Predicted R^{2} can also be more useful than adjusted R^{2} for comparing models because it is calculated with observations that are not included in the model calculation.
Use S to assess how well the model describes the response. Use S instead of the R^{2} statistics to compare the fit of models that have no constant.
S is measured in the units of the response variable and represents how far the data values fall from the fitted values. The lower the value of S, the better the model describes the response. However, a low S value by itself does not indicate that the model meets the model assumptions. You should check the residual plots to verify the assumptions.
Small samples do not provide a precise estimate of the strength of the relationship between the response and predictors. For example, if you need R^{2} to be more precise, you should use a larger sample (typically, 40 or more).
Goodness-of-fit statistics are just one measure of how well the model fits the data. Even when a model has a desirable value, you should check the residual plots to verify that the model meets the model assumptions.

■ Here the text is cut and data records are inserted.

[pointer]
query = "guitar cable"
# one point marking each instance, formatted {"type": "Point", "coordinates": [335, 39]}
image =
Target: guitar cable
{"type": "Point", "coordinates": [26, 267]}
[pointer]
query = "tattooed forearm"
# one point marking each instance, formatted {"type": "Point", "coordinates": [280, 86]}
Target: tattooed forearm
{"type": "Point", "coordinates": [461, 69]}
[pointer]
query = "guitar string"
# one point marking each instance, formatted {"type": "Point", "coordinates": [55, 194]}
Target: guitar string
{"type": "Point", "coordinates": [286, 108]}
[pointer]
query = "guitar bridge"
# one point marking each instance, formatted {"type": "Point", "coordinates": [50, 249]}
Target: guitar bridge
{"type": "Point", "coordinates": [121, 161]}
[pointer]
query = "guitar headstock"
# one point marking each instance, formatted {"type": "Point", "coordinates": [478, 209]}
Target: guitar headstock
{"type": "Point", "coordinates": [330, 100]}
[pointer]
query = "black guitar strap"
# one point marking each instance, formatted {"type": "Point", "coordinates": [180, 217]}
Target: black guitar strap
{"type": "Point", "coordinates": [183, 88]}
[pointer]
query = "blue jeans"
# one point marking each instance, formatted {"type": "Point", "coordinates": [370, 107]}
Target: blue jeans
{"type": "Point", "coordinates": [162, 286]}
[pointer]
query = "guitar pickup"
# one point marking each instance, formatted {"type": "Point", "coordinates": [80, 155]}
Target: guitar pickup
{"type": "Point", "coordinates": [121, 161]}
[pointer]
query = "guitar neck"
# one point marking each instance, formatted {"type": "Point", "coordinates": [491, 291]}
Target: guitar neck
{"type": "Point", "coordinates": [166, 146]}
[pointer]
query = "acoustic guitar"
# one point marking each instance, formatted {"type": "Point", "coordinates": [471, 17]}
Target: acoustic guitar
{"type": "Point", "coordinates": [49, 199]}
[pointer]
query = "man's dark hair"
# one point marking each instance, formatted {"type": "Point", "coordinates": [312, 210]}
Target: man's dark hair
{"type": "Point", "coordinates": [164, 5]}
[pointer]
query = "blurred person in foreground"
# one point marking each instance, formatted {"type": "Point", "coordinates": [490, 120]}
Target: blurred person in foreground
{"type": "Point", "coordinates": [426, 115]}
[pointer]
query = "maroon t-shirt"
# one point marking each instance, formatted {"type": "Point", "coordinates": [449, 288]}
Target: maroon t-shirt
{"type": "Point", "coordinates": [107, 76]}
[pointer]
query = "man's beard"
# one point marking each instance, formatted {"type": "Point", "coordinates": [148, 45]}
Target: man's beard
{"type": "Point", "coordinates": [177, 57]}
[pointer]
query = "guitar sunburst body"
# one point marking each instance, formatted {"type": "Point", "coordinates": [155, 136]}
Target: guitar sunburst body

Vars | R-Sq | R-Sq (adj) | R-Sq (pred) | Mallows Cp | S | I n s o l a t i o n | E a s t | S o u t h | N o r t h | T i m e o f D a y |
---|---|---|---|---|---|---|---|---|---|---|
1 | 72.1 | 71.0 | 66.9 | 38.5 | 12.328 | X | ||||
1 | 39.4 | 37.1 | 26.3 | 112.7 | 18.154 | X | ||||
2 | 85.9 | 84.8 | 81.4 | 9.1 | 8.9321 | X | X | |||
2 | 82.0 | 80.6 | 74.2 | 17.8 | 10.076 | X | X | |||
3 | 87.4 | 85.9 | 79.0 | 7.6 | 8.5978 | X | X | X | ||
3 | 86.5 | 84.9 | 81.4 | 9.7 | 8.9110 | X | X | X | ||
4 | 89.1 | 87.3 | 80.6 | 5.8 | 8.1698 | X | X | X | X | |
4 | 88.0 | 86.0 | 79.3 | 8.2 | 8.5550 | X | X | X | X | |
5 | 89.9 | 87.7 | 78.8 | 6.0 | 8.0390 | X | X | X | X | X |
In these results, there are several models to examine further. The model with all 5 predictors has the lowest value of S and the highest value of adjusted R^{2}, approximately 8 and 88 respectively. A model with 2 predictors and a model with 3 predictors both have the highest predicted R^{2} values of 81.4%. Before you select the final model, you should examine the models for violations of the regression assumptions using residual plots and other diagnostic measures.